The best advice I can give you about pitching is this - brush your tongue as well as your teeth. Because 75% of the microbes which cause bad breath are on the tongue.
And 75% of pitches are about personal chemistry, not about ideas.
I remember when we used to get the intermediaries in to HHCL to talk about pitching. One of them told a very funny story about how a senior female client had said that she fancied “everyone in the room” of the agency which (surprise, surprise) went on to win the pitch.
It was a very funny story for lots of people – but not unfortunately for us, because we’d lost that particular pitch.
Again, I wonder if I’d spent more time in Savile Row and less time in Milletts, how different history might have been.
But as I said last week, if you want sexual chemistry, why not go to a speed-dating event ?
(Although in the case of some people I know, the dating would have to take place at the speed of light for them to pick up any positive responses.)
Pitches should be about ideas.
But don’t just take my word for it. Alex Bogusky is saying the same thing when he says agencies should be factories, rather than thinking they’re in the service industry.
And then, you have to look at one very important question.
Do you present one idea in the pitch, or several ?
Years ago, I remember writing a column where I criticised Saatchis for winning the Toyota pitch by using spectacular pitch theatre.
Basically, they’d somehow managed to get a Toyota into their Reception area, (by removing the glass from their windows, as I understood it) to create an impressive first impression.
I wrote rather huffily that surely strategic thinking was more important than knowing the phone number of a good glazier.
But the fact is that Simon Dicketts had come up with one of the best lines ever created for a pitch – “The car in front is a Toyota” - so it wasn’t empty theatre.
So, that’s one way of going about it – find a great idea and get 100% behind it.
And, if you’re pitching for Anusol, stick a giant arsehole in Reception.
(You’ve probably got one quite near there already.)
But look at the other option.
Because you could show a whole bunch of ideas – as long as all of them are provocative.
And then you could say – let’s make a few of these, and see what happens.
This is where it gets exciting. And this is what I think agencies should be advocating now.
Because creativity has changed fundamentally.
In bad, traditional agencies, 99% of the planning happens before the work breaks.

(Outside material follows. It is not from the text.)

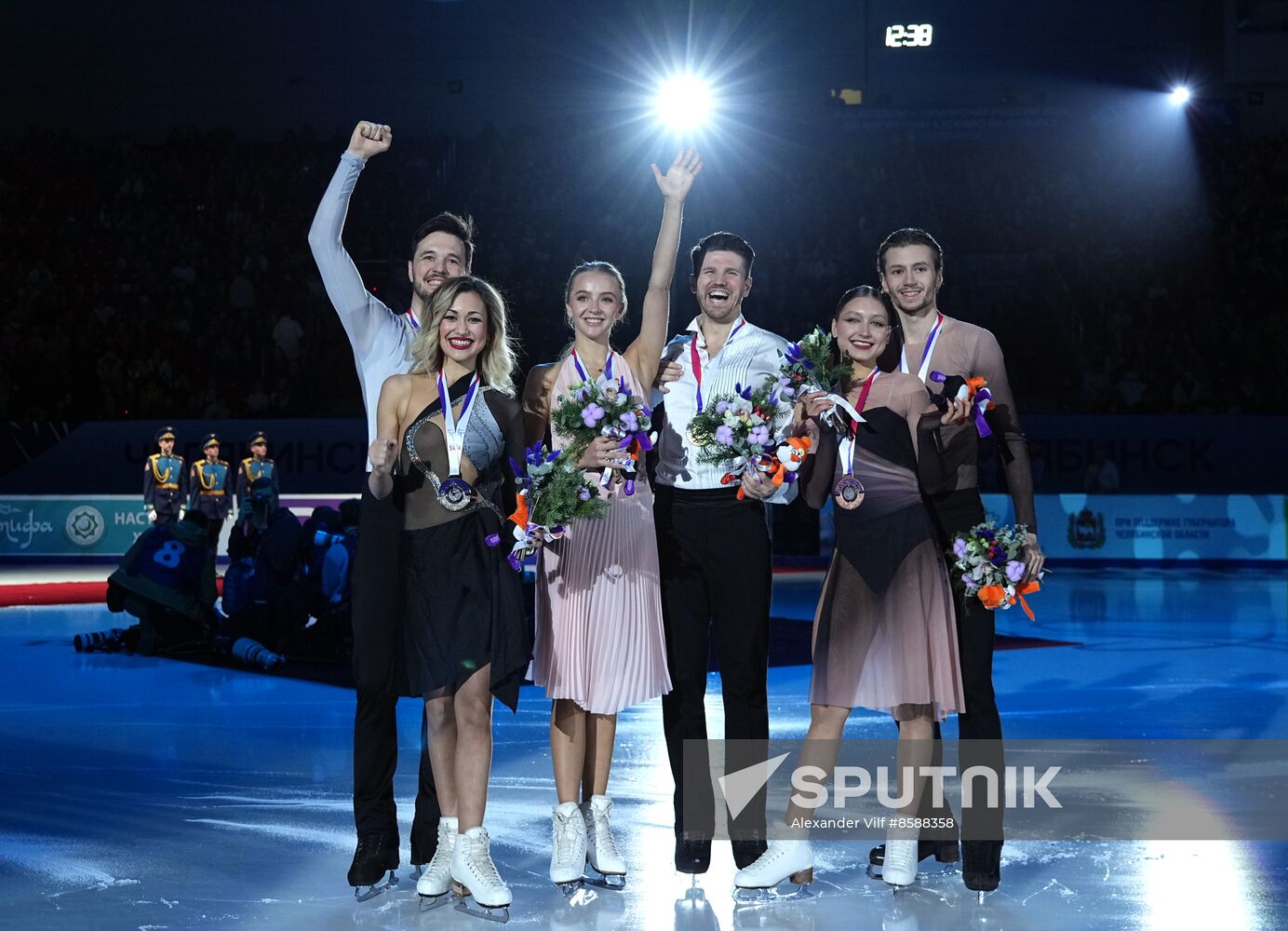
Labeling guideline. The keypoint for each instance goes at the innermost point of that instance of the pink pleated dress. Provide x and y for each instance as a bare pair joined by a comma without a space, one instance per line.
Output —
599,636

You get one script that takes 6 months to get through research, and it’s then put out there for a year or more, gathering dust and boring the pants off people.
In good agencies, at least 50% of the planning happens after the work breaks. Because half the skill of it is in developing and evolving it.
It has to be reactive, adaptive.
And that means being less precious about it all.
A very bright planner called Jon Leach who worked at HHCL was once working on a positioning statement for the agency - and he came up with the phrase “Strong opinions, lightly held”.
At the time I thought – that’s b*llocks, we’re about strong opinions, strongly held. But a minute later I thought - no, he’s right.
Rather proving him right, as it happened.
Because the agency loved to explore radical positions for clients, but we’d very rarely die on a sword for anything.
And I think we’d stumbled onto something very valuable about running work.
By being less precious about it, you can maybe create more value.
Present several ideas. Make several ideas. As I pointed out much later to the Whiskas client, there’s more than one way to skin a cat.
And all I care about is that the client does do something radical – rather than the invisible garbage which makes up 95% of our industry’s output.
When we first developed this multiple-idea approach all those years ago, we had to use research to help us pick the best idea out of several.
But that’s far from ideal – because research is tricky.
In fact, research is like sex.
Good research is very good, but bad research is the worst thing in the world.
It’s also like sex in that it involves one-way mirrors, cheap wine, M&S sausage rolls and some bored-looking women wondering if this is really the best use of their evening.
But these days you can push out several ideas and see which one gets talked about most on the internet – thus involving consumers directly and saving yourself the expense of using conventional research.
Because the one thing we know about conventional research is that it doesn’t work.
All new business launches use conventional research, but about 80% of them fail.